Music is a huge culprit. There are almost no public buildings that fail to play some kind of music and, increasingly, it is both loud and has words. A remarkable number of otherwise abandoned coffee shops are inhospitable to reading and writing for their unending chorus of worded music which competes for and, for me, overrides any attention being offered to rival words. There are many decent reasons for playing music in such venues, I suppose, like making the day go faster for the employees or offering patrons an environment that reminds them of high school or their hipster friend, but it seems like someone could make a fortune by being “the quiet coffee shop” as a place conducive both to quiet conversation and the reading and writing that people, in one era, most closely associated with the establishments.

Indeed, even bookstores, such as they still exist, are increasingly being invaded by music. To say nothing of restaurants, cafes, and other establishments even less traditionally associated with quiet than coffee shops and bookstores. Libraries remain a rare bastion of silence, though their inhospitability to other things, like food and drink, makes them limited candidates for long reading, writing, and/or thinking sessions. I guess I must be an outlier in my wishes, since everyone seems to be adopting music as a universal soundtrack to indoor existence, but is it possible that we’re just not thinking that deeply about this invasion? Or is no one else so impacted as I am?

After all, most of my generation has supposedly grown up doing homework with the television and radio (or other music device) on simultaneously and competing for attention. I have witnessed peers be able to hold conversations or focus on work of various kinds while so much audible and discernible dialogue distracts me to the point of, well, distraction. So perhaps I’m just a particularly bad auditory multi-tasker, something akin to my generally slow reading (at least for an avid reader), someone for whom words are such a centerpiece that there can only be one viable set of them at a time. But, like the NPR piece on boredom suggests, maybe it’s not that I’m the only one who wants silence. Maybe no one is really thinking about the loss of silence as something we should be guarding against in the first place.

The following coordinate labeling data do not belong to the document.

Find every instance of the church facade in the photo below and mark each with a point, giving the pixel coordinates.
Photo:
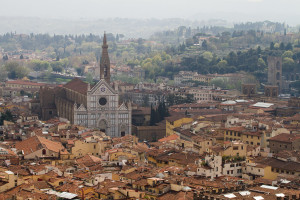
(92, 106)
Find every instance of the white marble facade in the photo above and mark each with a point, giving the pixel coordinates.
(104, 112)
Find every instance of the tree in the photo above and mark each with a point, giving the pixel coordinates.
(261, 63)
(289, 46)
(207, 55)
(5, 57)
(6, 116)
(152, 116)
(288, 64)
(15, 70)
(288, 54)
(281, 47)
(272, 46)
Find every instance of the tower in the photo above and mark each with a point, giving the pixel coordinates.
(275, 72)
(104, 62)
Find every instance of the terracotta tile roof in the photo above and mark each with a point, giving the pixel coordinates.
(276, 163)
(169, 138)
(21, 82)
(239, 128)
(77, 85)
(284, 137)
(35, 143)
(89, 160)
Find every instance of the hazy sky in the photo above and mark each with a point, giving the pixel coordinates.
(233, 10)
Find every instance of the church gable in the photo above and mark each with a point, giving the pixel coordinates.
(81, 108)
(123, 107)
(102, 88)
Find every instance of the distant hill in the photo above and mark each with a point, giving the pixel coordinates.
(129, 27)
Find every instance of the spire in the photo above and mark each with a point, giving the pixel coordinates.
(104, 42)
(104, 62)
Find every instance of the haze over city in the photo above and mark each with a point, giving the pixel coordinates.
(232, 10)
(149, 99)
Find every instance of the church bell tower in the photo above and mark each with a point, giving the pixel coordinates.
(104, 62)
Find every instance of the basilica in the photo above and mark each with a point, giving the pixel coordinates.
(92, 106)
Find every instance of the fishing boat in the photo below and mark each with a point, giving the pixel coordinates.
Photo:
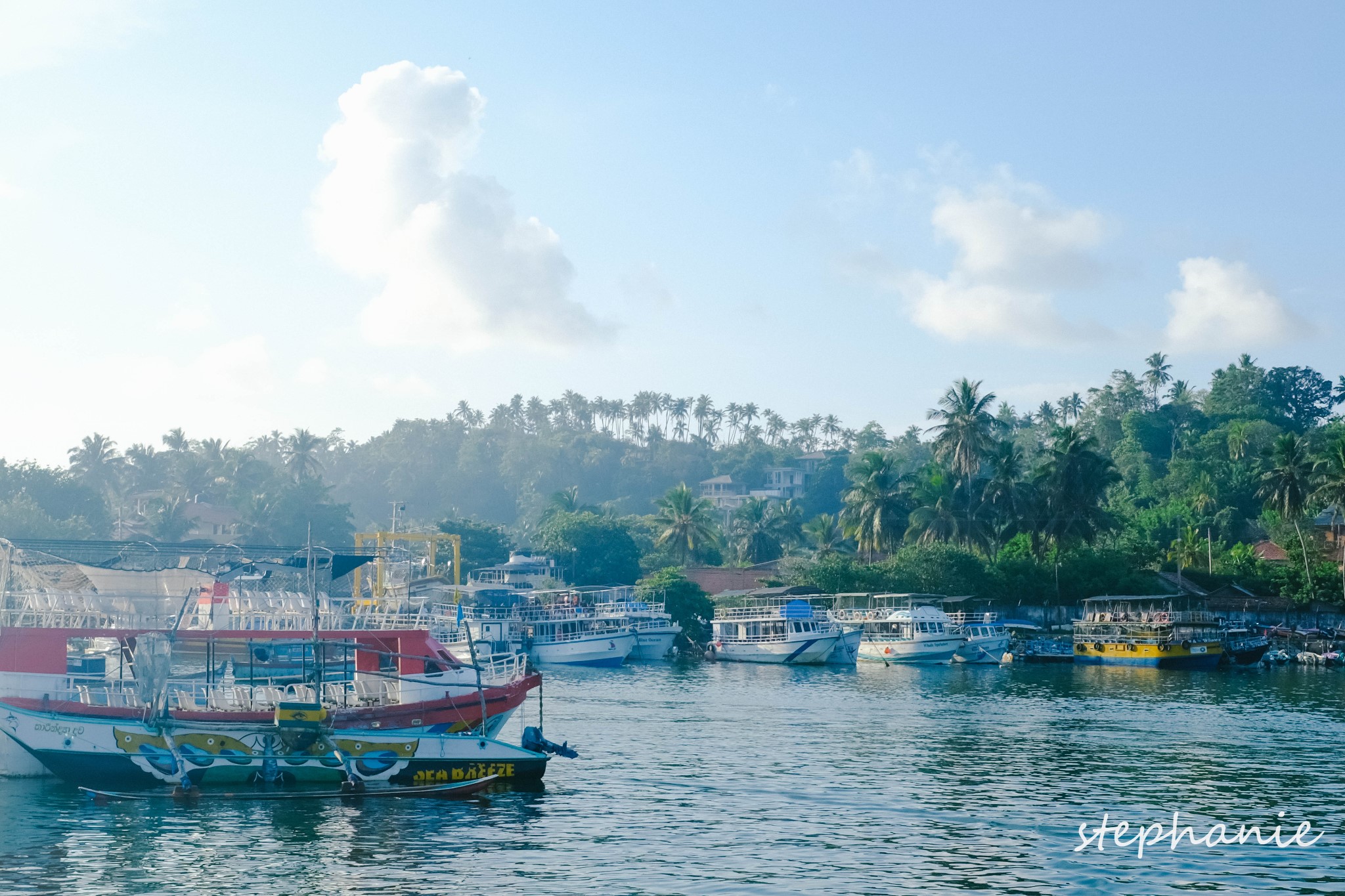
(986, 637)
(99, 683)
(575, 636)
(1243, 647)
(655, 631)
(904, 628)
(790, 633)
(1162, 630)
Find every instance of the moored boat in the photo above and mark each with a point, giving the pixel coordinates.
(1243, 647)
(787, 633)
(1160, 630)
(904, 628)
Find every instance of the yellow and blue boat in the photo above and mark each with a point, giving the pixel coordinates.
(1160, 631)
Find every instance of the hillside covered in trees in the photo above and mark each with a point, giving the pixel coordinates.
(1080, 495)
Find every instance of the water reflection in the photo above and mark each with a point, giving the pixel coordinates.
(734, 778)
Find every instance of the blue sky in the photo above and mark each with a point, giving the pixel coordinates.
(816, 207)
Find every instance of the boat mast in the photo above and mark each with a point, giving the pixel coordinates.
(318, 618)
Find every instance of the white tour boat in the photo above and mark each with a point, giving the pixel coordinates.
(986, 637)
(899, 629)
(787, 634)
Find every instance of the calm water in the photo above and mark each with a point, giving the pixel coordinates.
(722, 778)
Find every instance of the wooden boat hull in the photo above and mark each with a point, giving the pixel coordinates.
(131, 754)
(1176, 656)
(435, 792)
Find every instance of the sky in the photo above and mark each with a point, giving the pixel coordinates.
(245, 217)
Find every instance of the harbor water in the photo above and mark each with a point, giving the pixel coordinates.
(721, 778)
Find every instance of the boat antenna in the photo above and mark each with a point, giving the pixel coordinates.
(313, 602)
(477, 664)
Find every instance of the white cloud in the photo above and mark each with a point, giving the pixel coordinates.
(1016, 249)
(313, 372)
(645, 285)
(190, 319)
(43, 33)
(410, 385)
(1223, 307)
(1016, 237)
(460, 267)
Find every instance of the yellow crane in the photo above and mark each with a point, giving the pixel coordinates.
(386, 539)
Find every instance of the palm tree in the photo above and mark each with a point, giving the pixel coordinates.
(966, 429)
(1239, 437)
(97, 464)
(755, 531)
(1072, 486)
(1006, 496)
(826, 535)
(1157, 375)
(565, 501)
(734, 413)
(1331, 488)
(1071, 408)
(938, 515)
(177, 441)
(301, 453)
(1187, 551)
(875, 511)
(686, 523)
(1047, 414)
(701, 412)
(1286, 484)
(169, 521)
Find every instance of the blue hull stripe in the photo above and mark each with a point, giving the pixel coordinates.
(806, 645)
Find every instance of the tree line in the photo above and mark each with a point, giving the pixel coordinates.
(1141, 473)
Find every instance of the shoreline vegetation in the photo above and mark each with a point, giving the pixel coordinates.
(1086, 495)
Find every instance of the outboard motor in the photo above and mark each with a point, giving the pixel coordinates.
(535, 740)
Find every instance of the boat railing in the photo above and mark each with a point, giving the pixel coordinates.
(762, 613)
(963, 618)
(1153, 617)
(584, 634)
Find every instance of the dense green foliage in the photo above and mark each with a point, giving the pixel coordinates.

The only place where I can really see (or hear of, more accurately for a couple reasons) this battle being fought is in transportation, where the much-discussed Quiet Car has been created on various Amtrak routes and imitated by other train lines, at least in the northeast. This is a key feature of many trains that aims for the purest form of silence, since, after all, it’s pretty hard to enforce the mixed hubbub that would result from just the right number of conversations. The main target of the Quiet Car seems to be cell-phone conversations, but loud music is surely also shunted away from this purported ambassador of peace. No wonder I often deeply miss my train commute in the Bay Area on BART or even excitedly anticipate a possible streetcar commute in my newest city. While I spent and would spend most of that time reading, it’s at least a refuge from the unending assault of music and other noise on my concentration.

It is hard to read that above sentence without feeling like a bit of a curmudgeon. There is a bit of “get off my lawn” about calling for silence in any venue, perhaps more so if I irritably claim it is “for your own good”. And yet I fear for a generation raised without silence at all, where quiet and its cousin boredom are stamped out like the last of a nasty virus whose loss no one will mourn. Yes, I suppose, we can always create these things in our own homes, filling it with as much noise or as little as we wish. But I think there is something about the collective environments and surprises of the realms outside the home that make silence and even boredom there far more salient than that cultivated in the house.

At least in New Orleans, there is no shortage of such places outdoors. The cemeteries with their various decaying dead keeping watch above ground, the duck-strewn parks of trees and green, the resting neighborhoods with their tales of history, water, success, and woe. Even the ghosts in these places sometimes respect the silence, content to haunt one’s thoughts peacefully, despite stirring the mind within.

Now if only I can convince some of the coffee shops to follow suit.